Tom, here's my 2 cents on those controllers you listed. First off Difalcos are my favorite controllers. They're tough! I've seen problems with other controllers, especially if you accidentally hook up backwards. I've only seen one issue with a Difalco.
The Difalco DD268 is the Fanatic model. It features multiple small potentiometers, one for each of the "bands" the controller wiper makes contact with. This controller has almost infinite adjustability. The compromise with this adjustability is the need to manually adjust each potentiometer for your baseline control. Once you have your baseline set you can adjust just like the other controller models using the sensitivity "knob". It can be time consuming setting up your baseline, depending on how particular you are, and the baseline settings may be something you want to change depending on tracks or cars. With this controller a notebook for keeping notes regarding settings might be handy. I have one of these controllers you can look at and try if you'd like before making a decision and purchase.
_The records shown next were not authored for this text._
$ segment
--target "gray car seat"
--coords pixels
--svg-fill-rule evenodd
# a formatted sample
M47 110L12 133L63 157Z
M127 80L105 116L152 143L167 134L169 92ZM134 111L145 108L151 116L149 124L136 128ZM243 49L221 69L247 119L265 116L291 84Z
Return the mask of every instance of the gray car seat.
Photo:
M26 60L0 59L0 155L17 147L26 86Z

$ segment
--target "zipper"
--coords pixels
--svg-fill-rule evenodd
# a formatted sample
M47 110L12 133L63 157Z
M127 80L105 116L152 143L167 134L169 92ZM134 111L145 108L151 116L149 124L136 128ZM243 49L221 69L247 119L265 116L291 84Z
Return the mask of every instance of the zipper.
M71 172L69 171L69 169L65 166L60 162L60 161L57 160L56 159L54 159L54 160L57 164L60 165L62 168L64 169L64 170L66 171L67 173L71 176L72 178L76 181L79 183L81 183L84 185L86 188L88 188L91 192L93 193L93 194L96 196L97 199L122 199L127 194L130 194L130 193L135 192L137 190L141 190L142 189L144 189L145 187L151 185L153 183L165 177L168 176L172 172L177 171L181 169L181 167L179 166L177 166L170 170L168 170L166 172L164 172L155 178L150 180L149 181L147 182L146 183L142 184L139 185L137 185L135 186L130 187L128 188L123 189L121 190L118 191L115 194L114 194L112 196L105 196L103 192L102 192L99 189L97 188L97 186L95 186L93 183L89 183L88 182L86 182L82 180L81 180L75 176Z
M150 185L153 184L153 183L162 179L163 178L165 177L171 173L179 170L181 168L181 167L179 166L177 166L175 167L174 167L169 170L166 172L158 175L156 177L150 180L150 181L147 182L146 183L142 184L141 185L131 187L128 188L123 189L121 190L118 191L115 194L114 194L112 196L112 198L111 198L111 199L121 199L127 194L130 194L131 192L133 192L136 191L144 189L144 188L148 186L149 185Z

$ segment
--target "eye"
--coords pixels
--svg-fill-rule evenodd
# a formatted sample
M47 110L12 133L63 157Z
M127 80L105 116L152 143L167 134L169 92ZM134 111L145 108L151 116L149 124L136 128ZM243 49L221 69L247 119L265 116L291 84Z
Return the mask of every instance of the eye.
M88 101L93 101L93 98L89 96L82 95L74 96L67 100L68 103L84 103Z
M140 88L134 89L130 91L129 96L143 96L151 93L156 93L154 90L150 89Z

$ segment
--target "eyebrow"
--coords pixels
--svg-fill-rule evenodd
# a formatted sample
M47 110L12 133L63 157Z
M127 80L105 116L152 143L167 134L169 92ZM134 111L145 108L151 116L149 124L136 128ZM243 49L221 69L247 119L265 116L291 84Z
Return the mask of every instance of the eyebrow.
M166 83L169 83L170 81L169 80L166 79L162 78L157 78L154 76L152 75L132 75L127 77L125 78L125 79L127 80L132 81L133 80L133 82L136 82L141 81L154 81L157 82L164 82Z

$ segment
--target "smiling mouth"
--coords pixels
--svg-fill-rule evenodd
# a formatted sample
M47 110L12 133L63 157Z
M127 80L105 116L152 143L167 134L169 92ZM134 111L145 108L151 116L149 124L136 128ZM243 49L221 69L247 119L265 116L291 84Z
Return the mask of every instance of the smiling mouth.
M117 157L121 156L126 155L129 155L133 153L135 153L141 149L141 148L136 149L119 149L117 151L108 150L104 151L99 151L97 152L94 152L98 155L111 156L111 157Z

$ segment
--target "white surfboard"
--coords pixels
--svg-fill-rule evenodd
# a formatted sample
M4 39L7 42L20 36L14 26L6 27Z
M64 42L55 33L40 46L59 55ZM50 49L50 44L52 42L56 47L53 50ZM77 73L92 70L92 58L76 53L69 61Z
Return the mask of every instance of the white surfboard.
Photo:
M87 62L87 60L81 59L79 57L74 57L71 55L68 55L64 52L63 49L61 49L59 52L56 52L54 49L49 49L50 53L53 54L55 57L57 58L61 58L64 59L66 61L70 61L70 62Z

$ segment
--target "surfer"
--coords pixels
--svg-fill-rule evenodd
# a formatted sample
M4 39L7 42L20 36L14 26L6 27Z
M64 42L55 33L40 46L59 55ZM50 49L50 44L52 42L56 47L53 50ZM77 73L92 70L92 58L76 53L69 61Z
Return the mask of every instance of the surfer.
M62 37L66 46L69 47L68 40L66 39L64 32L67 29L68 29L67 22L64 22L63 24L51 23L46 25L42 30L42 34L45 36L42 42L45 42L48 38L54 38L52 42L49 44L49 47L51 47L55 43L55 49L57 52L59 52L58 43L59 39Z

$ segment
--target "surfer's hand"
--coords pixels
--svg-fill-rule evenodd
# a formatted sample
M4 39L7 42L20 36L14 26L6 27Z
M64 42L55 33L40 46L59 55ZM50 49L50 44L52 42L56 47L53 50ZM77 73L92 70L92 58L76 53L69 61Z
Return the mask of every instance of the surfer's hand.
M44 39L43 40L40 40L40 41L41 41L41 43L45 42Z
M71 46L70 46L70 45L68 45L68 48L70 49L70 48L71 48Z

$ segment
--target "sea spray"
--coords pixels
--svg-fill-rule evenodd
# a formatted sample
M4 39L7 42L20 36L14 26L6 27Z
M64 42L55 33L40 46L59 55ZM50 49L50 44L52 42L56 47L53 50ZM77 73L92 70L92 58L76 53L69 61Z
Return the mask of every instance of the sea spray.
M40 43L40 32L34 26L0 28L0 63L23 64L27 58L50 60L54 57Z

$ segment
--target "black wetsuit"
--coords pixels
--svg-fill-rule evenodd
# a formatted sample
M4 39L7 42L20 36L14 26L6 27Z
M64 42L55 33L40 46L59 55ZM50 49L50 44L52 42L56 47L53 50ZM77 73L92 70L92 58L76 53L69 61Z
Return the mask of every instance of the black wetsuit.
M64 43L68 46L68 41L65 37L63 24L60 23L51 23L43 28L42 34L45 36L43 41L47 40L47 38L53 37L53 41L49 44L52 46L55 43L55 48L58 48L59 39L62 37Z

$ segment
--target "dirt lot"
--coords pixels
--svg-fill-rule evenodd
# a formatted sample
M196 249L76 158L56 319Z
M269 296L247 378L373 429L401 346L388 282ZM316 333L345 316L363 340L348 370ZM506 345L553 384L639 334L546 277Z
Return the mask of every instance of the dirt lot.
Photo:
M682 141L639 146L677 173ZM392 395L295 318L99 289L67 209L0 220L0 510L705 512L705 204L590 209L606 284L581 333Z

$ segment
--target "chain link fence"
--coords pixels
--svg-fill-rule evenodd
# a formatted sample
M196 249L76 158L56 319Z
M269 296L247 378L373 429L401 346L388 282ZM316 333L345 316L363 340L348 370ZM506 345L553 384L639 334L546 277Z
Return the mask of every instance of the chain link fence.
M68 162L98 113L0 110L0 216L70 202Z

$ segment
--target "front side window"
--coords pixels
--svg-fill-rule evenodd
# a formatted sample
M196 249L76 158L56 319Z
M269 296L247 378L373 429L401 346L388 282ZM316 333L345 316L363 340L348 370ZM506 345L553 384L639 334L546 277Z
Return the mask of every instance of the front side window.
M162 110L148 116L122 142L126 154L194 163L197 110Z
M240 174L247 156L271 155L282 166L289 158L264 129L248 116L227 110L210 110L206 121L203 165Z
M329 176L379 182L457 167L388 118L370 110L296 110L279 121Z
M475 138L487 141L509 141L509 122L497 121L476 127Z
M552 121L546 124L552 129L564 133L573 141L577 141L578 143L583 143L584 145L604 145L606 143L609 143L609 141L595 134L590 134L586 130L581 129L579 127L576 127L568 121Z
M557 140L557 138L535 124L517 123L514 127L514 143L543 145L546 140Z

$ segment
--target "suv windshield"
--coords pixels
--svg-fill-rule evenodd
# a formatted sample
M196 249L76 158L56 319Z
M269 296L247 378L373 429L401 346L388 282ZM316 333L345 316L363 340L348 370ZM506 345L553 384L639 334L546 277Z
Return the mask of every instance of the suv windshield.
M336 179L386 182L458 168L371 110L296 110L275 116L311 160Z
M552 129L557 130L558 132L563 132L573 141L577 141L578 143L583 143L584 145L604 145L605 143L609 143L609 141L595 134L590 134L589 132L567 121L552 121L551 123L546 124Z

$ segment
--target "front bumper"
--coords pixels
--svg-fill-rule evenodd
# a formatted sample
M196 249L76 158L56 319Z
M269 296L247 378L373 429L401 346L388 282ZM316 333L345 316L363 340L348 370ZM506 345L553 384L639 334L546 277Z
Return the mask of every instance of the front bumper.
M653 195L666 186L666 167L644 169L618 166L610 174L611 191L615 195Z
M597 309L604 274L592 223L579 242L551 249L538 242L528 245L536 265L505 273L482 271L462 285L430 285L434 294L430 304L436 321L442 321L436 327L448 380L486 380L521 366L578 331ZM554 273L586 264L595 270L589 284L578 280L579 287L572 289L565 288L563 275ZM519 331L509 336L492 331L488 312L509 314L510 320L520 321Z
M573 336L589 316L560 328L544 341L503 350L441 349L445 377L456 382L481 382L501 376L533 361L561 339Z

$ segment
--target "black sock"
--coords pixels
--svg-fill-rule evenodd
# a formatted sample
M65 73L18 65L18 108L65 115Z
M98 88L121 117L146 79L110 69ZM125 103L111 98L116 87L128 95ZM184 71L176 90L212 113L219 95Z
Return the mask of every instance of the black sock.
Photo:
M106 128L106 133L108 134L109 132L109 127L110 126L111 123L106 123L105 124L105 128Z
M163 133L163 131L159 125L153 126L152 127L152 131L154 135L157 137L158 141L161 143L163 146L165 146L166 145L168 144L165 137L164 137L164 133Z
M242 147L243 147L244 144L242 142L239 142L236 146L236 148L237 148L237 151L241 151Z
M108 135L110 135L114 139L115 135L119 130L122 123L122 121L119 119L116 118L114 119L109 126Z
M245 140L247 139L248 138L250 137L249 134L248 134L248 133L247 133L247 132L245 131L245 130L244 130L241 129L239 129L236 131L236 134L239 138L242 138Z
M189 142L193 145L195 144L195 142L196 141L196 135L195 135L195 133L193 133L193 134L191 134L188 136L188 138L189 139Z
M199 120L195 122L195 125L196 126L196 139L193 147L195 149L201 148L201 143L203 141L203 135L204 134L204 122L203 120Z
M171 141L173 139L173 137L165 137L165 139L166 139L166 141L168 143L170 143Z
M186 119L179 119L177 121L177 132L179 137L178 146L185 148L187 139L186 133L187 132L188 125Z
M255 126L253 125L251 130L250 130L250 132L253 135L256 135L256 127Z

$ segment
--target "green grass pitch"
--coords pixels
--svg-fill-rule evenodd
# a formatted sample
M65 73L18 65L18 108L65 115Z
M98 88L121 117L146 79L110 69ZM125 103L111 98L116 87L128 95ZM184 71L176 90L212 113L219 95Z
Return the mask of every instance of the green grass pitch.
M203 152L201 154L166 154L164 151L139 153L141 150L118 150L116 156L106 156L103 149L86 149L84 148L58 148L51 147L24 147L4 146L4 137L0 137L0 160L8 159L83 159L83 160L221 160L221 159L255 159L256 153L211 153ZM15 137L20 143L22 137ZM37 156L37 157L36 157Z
The DD281 is the top of the line newest Genesis model. The Genesis models use an interchangeable transistor network instead of the individual potentiometers for the wiper bands for the baseline settings. The only downside to this versus the Fanatic is; to change your baseline control settings you need to change out the "network" for a different one. For our racing that would probably mean one network for 1/24, and one network for 1/32. With the Fanatic you would just change each of the 12 or 15 potentiometer settings. The DD281 also comes equipped with a traction control potentiometer and the Pro brake potentiometer. I like the traction control option, but I'm not sure the Pro brake potentiometer is really needed for the racing we do around here. The DD271 is the same controller without traction control. I also have a DD281. It is the controller of mine you've used before.
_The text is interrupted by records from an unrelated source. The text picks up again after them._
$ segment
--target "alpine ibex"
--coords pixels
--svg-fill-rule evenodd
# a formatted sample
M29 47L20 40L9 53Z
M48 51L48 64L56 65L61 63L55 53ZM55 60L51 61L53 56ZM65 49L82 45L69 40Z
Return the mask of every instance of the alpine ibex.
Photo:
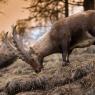
M43 58L62 53L63 65L69 63L69 55L76 47L83 48L95 42L95 11L89 10L80 14L58 20L53 24L50 32L45 33L29 51L23 47L21 37L17 35L16 26L13 28L13 39L23 59L36 72L43 67Z

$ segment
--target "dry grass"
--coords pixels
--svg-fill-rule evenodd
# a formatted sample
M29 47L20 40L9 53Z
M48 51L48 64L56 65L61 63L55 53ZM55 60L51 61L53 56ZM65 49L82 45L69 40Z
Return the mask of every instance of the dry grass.
M94 95L95 54L87 53L86 50L75 50L70 56L71 64L68 67L61 66L62 59L59 54L45 58L44 69L39 74L33 72L28 64L18 59L15 64L0 70L0 87L5 87L9 81L19 80L20 82L24 82L43 76L48 78L47 81L53 85L54 81L58 82L61 79L64 80L75 75L78 76L76 71L83 68L82 73L86 71L87 75L71 83L52 86L52 88L47 90L19 92L17 95ZM51 82L51 80L54 81Z

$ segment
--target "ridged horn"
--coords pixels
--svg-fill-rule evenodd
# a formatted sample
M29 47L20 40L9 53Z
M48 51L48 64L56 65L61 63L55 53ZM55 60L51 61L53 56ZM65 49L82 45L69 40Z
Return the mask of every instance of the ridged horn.
M35 61L31 57L31 53L24 49L22 38L17 34L16 26L13 27L13 40L14 40L14 44L15 44L16 48L18 49L20 54L23 56L25 61L28 64L30 64L36 72L40 72L39 68L38 68L38 64L35 63Z

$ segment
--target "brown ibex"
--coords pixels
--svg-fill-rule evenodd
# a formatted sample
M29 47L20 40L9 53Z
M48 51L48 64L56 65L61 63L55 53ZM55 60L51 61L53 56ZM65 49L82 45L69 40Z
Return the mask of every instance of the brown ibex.
M83 48L95 42L95 11L89 10L60 19L53 24L50 32L45 33L29 51L23 47L21 37L13 28L13 39L24 60L32 65L36 72L43 67L43 58L62 53L63 65L69 63L69 55L76 47Z

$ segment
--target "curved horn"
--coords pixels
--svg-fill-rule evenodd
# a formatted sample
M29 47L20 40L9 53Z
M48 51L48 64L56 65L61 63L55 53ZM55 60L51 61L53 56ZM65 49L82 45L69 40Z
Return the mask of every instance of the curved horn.
M23 42L22 42L22 39L21 39L21 37L17 34L17 32L16 32L16 26L15 27L13 27L13 40L14 40L14 44L15 44L15 46L17 47L17 49L18 49L18 51L21 53L21 55L24 57L24 60L28 63L28 64L30 64L30 65L32 65L32 67L34 68L34 69L36 69L36 67L38 66L38 64L36 64L35 62L34 62L34 60L32 59L32 57L31 57L31 54L28 52L28 51L26 51L25 49L24 49L24 45L23 45ZM22 58L21 58L22 59Z
M13 45L11 44L11 42L8 40L8 32L5 33L3 42L7 45L7 47L8 47L10 50L14 50L14 51L17 52L15 46L13 46Z

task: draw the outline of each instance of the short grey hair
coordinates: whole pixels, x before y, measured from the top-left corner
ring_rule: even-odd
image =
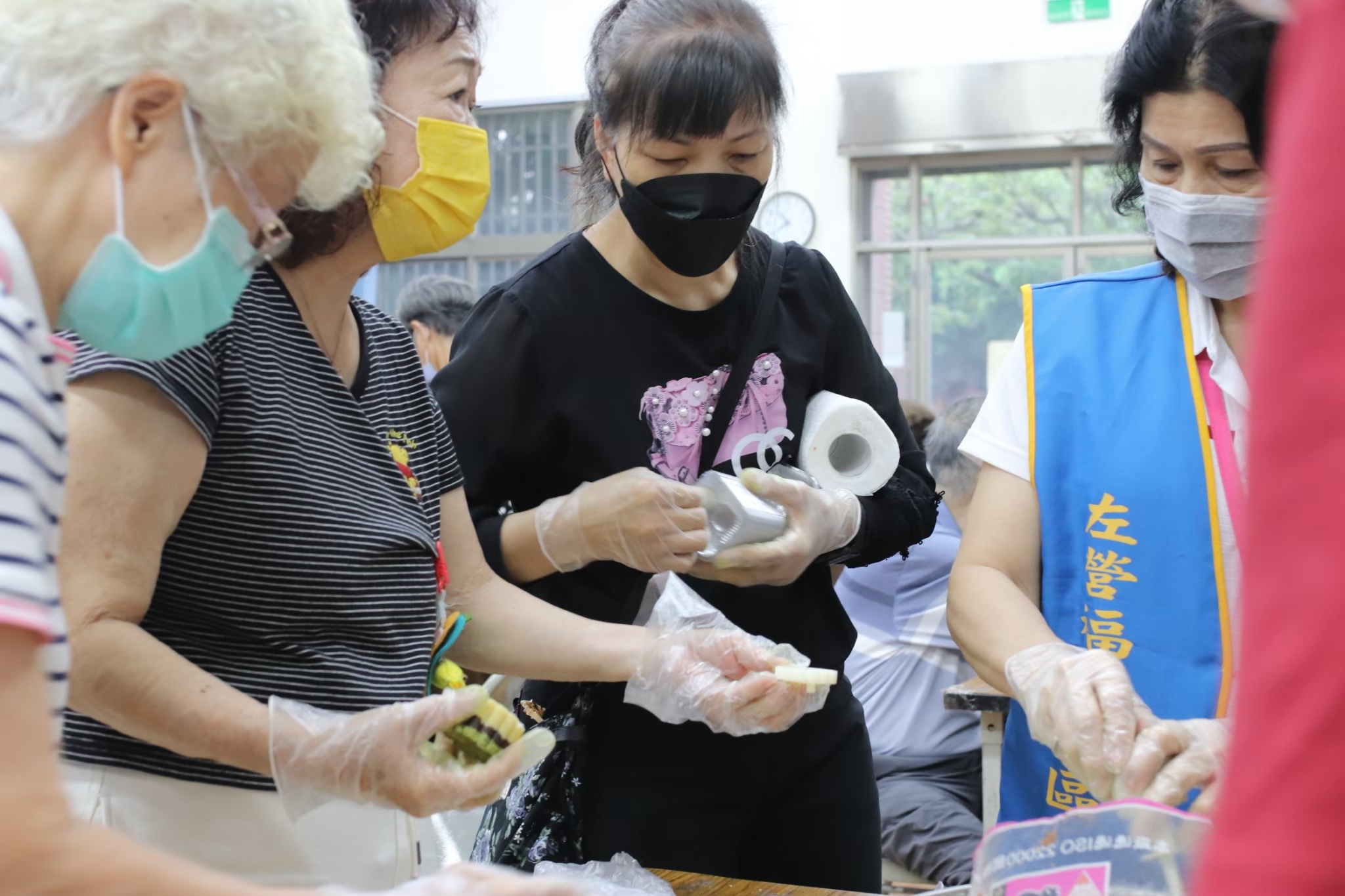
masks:
[[[475,306],[472,285],[445,274],[417,277],[397,294],[397,317],[406,326],[420,321],[443,336],[456,336]]]
[[[981,462],[958,450],[967,431],[976,422],[985,398],[979,395],[954,402],[935,418],[925,435],[925,459],[939,488],[951,497],[963,498],[976,488]]]
[[[186,86],[211,161],[311,146],[315,208],[370,185],[385,133],[350,0],[3,0],[0,144],[62,137],[147,71]]]

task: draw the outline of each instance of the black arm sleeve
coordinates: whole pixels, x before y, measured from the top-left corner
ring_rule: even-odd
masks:
[[[901,447],[901,462],[888,484],[859,498],[863,508],[859,535],[841,551],[846,566],[862,567],[897,552],[905,553],[911,545],[928,537],[939,514],[939,496],[925,467],[924,451],[916,445],[907,415],[901,411],[896,380],[882,365],[841,278],[826,258],[818,253],[812,255],[820,266],[835,314],[835,328],[827,345],[824,388],[873,407]]]
[[[434,377],[457,447],[467,504],[487,563],[508,578],[500,552],[502,508],[526,497],[530,463],[550,442],[551,403],[539,373],[535,326],[514,297],[495,290],[483,298],[453,339],[452,363]]]

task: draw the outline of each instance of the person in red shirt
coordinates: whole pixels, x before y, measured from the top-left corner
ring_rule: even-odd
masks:
[[[1201,896],[1345,893],[1345,3],[1293,17],[1256,290],[1243,660]]]

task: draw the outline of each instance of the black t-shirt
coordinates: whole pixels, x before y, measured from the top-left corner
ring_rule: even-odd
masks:
[[[196,493],[164,543],[141,627],[243,693],[359,712],[425,693],[438,587],[438,498],[461,485],[406,328],[351,300],[347,388],[285,285],[257,271],[204,345],[132,361],[81,345],[71,380],[153,383],[206,439]],[[265,790],[79,713],[69,759]]]
[[[507,575],[502,509],[526,510],[638,466],[670,478],[691,467],[694,478],[701,431],[694,394],[722,383],[724,368],[737,359],[767,250],[756,235],[744,249],[733,290],[703,312],[681,310],[636,289],[582,234],[482,300],[453,340],[452,364],[432,387],[457,441],[482,545],[500,575]],[[808,399],[823,390],[868,402],[896,433],[901,466],[884,489],[861,498],[859,555],[850,564],[886,559],[929,535],[937,504],[896,383],[822,255],[788,246],[779,301],[775,332],[760,349],[742,418],[730,427],[724,451],[742,426],[802,433]],[[783,443],[787,461],[795,459],[795,443]],[[755,457],[749,451],[744,463],[755,466]],[[722,462],[717,469],[730,467]],[[617,563],[593,563],[527,588],[589,618],[629,621],[648,578]],[[854,645],[854,627],[824,564],[785,587],[687,582],[746,631],[790,642],[814,665],[839,669]]]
The DD270 gives you the Genesis controller without the traction control and Pro brake potentiometer (uses the economy pot.). I think one advantage of the Pro brake potentiometer is it is less likely to burn up if you hook up backwards. The DD280 is just the DD270 with traction control added.
The DD304 Stan mentions is basically the DD280 but primarily designed for 1/32 racing. It comes with a network for racing 1/32 cars whereas the 200 series Genesis controllers come with networks for 1/24 racing. I'm sure this controller would work for both 1/32 and 1/24 with a network change. My personal choice was to go with the 200 series controllers for 1/24 because I feel the components are more robust. Most 1/24 scale cars use a lot more current than the 1/32 cars which means more amperage through the circuit.
When in doubt just email Jim Difalco for his advice. He is great about responding to email questions and will be happy to build you the right controller to suit your needs!